On the Town stars Gene Kelly, Frank Sinatra, and Jules Munshin as Gabey, Chip, and Ozzie, a trio of sailors who have 24 hours of shore leave to tear through New York City and paint the town red.

Chip is waylaid by an amorous cab driver with the unlikely name of “Brunhilde Esterhazy.” She’s played by Betty Garrett. It’s similar to the man-crazy character she played in Take Me Out to the Ball Game, but her pursuit of Frank Sinatra in On the Town hits sexually suggestive heights that were only hinted at in Take Me Out to the Ball Game. All Chip wants to do is tour New York, from the Bronx to the Battery and everywhere in between, but Brunhilde responds to every single one of his touristy suggestions with an emphatic counteroffer, “Come up to my place!”

Ozzie is pursued by a beautiful anthropologist named Claire Huddesen, who’s played by Ann Miller, whose dancing I found mesmerizing. She thinks Ozzie is a perfect example of “primitive man,” and wants to study him. The song and dance routine in the Museum of Natural History treats anthropology as the study of “ooga booga” stuff, which is potentially offensive in these more enlightened times, but I found it all tongue-in-cheek enough to be entertaining.

And finally, Gabey is overtaken by romantic infatuation when he falls in love with a girl named Ivy Smith (Vera-Ellen). She is “Miss Turnstiles of the Month,” and Gabey assumes she’s the biggest celebrity in the city, since her face is plastered all over every subway car. (Incidentally, “Miss Turnstiles” is an obvious play on Miss Subways, which was a real program that featured women on New York City subways from 1941 to 1976. I looked at a bunch of the posters the last time I was at the New York City Transit Museum.)

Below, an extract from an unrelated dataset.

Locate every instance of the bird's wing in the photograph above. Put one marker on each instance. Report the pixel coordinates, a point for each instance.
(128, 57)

On the Town is based on a Broadway play that premiered in 1944. The book and lyrics were by Betty Comden and Adolph Green, with music by Leonard Bernstein, based on an idea by Jerome Robbins. There’s a bit in the film that pays tribute to the original play, when Gene Kelly imagines his New York adventures set to music on stage, and it’s a wonderful moment that focuses solely on choreography.

On the Town is an exuberant romp that had me smiling from beginning to end. I can’t remember the last time I enjoyed a movie so unreservedly.